The main risk factor for diabetic neuropathy is hyperglycemia. It is important to note that people with diabetes are more likely to develop symptoms relating to peripheral neuropathy as the excess glucose in the blood results in a condition known as glucojasinogen(23). The risk of developing DPN increases with duration of the disease and degree of glycemic control. There is an evidence that glycation may itself induce the generation of oxygen derived free radicals in diabetic condition which may lead to development of diabetic neurological compli-cations like neuropathic pain and depression(202324). Thus, the drug which has antioxidant property may be used for the prevention of diabetic complications(24). In the present study, induction of diabetic neuropathy was evaluated by muscle and nerve strength by measuring grip strength after 9 weeks of STZ-induced diabetes. STZ significantly reduced the grip strength in the rats as compared to healthy animals, indicating muscle weakness and induction of neuropathy. The chronic treatment with MKL upto 9 weeks raised the grip strength significantly in diabetic rats which was even more effective than the standard glibenclamide (Fig. 2).

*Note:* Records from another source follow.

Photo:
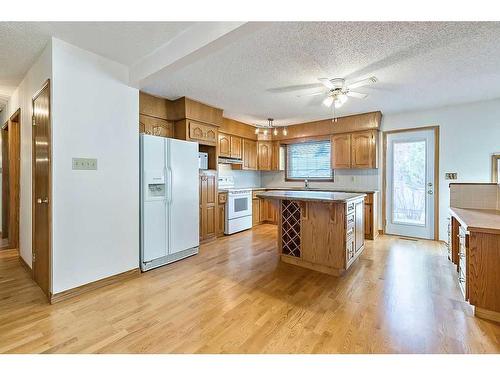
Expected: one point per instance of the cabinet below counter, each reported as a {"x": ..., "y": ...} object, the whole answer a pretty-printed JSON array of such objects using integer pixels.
[
  {"x": 323, "y": 231},
  {"x": 475, "y": 249}
]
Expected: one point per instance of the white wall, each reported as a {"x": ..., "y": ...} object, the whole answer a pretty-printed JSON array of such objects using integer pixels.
[
  {"x": 95, "y": 213},
  {"x": 469, "y": 135},
  {"x": 21, "y": 98}
]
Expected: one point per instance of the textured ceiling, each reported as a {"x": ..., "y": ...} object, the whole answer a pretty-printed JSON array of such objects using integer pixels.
[
  {"x": 124, "y": 42},
  {"x": 419, "y": 65}
]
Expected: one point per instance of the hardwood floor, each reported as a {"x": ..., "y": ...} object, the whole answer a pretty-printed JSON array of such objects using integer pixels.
[{"x": 236, "y": 297}]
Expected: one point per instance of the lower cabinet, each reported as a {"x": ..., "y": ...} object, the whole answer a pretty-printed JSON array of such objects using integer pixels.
[
  {"x": 208, "y": 202},
  {"x": 256, "y": 211},
  {"x": 221, "y": 214}
]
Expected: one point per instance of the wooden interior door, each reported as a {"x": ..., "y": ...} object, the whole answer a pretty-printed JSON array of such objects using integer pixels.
[
  {"x": 5, "y": 181},
  {"x": 41, "y": 189},
  {"x": 14, "y": 178}
]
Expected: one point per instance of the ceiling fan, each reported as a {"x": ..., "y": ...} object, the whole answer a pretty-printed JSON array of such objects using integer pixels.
[{"x": 339, "y": 92}]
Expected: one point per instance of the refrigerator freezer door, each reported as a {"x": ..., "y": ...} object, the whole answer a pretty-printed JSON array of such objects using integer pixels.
[
  {"x": 154, "y": 218},
  {"x": 182, "y": 164}
]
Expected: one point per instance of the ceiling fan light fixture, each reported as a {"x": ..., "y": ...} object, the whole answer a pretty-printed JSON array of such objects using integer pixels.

In diabetic neuropathy, the damage of nerve results in the loss of pain perception(21). In the present study, the pain threshold measured by hot plate and tail flick, indicated a decrease in the foot withdrawal and flicking latency (the time interval taken by the rats to withdraw their legs or flick their tail after exposure to source of radiant heat) in both hot plate and tail flick test, respectively after 9 weeks in STZ-induced diabetic rats (Fig. 3 and 4). These results indicated the loss of pain perception in diabetic rats. The loss of pain perception in diabetes may be due to induction of diabetic neuropathy after 9 weeks in the diabetic rats(21). The chronic treatment with MKL increased the latency time in both hot plate and tail flick models. The increase in latency time indicates the presence of pain perception in animals. This demonstrates that the extract of Murraya koenigii can prevent the progression of neuropathy in the diabetic animals. The prevention or management of diabetic neuropathic pain in the present study may be due to the control of the glycemic level in the diabetic rats.

The generation of oxygen derived free radicals in diabetic condition is the leading cause of the development of diabetic neuro-logical complications like neuropathic pain and depression(202324). Thus the drug which has antioxidant property may be used for the prevention of diabetic complications(24). Previous studies have confirmed the presence of antioxidant carbazole alkaloids in leaves of Murraya koenigii(2526). Thus these constituents i.e. carbazole alkaloids may probably be responsible for the prevention of the neuropathic pain in the present study.

Further studies are required to elucidate the exact protective mechanism of Murraya koenigii in progression of neuropathic pain perception in diabetes.

CONCLUSION

In conclusion, our study demonstrated beneficial effects of Murraya koenigii in diabetes and its neuropathic pain. The plant has the potential of offering a better choice in the curative therapy in the progression of diabetic neuropathy which can be extracted by either preventing the nerve damage or controlling of symptomatic pain along with good glycemic control. Therfore, it could be helpful in treating the diabetic patient having the complication like diabetic neuropathy.